Outside the walls of prison, some comedowns last forever… Combining narrative with spoken word (and actually written on K-Wing in Strangeways Prison), Being Sebastian is a prison story with a difference, as funny and absurd as it is hellish. An extraordinary portrayal of the sometimes fatal spiral into madness and drug addiction, as one man struggles to preserve his soul against the emotionless machine of the British Prison System.
There will be a post-show panel after the Tuesday performance, bringing together professional perspectives on the show from the legal, social, police and prison fields.
Post-show Panel: Tuesday 26th September
Sean Cernow (Writer&Performer), Rachel Scott (Projects Director for Drama for TiPP) and Joanna Kay (Psychotherapist) who were involved in the creation process of Being Sebastian will share their own professional perspectives on the show.
The panel will be chaired by Eric Allison, The Guardian’s prison correspondent. Eric Allison has spent some 16 years in prison, during that time he quickly became appalled at the bad treatment of inmates. In 2003 Eric Allison joined the Guardian as the prison correspondent. In 2013, with a colleague, Simon Hattenstone, Eric won the Amnesty International Media Award for investigative journalism.
Joanna Kay worked at Contact as Head of Marketing from 2003 until 2008 where she first read the script for Being Sebastian by Sean Cernow. Now she is an accredited psychotherapist and works both in the NHS and privately she believes young men in particular who are at risk of suicide and depression need ways to express how they feel.

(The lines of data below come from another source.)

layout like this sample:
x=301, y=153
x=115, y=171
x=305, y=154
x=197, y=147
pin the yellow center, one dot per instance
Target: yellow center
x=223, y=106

Rachel Scott is Projects Director for Drama for TiPP. Based at the University of Manchester, TiPP are the region’s leading creative organisation working within the Criminal Justice System. Rachel designs and delivers arts based activity in prisons, and works with children, young people, women and men. She also works with people at identified risk of being involved in the Criminal Justice System, including recent work on the Mother and Baby Unit at HMPYOI Styal.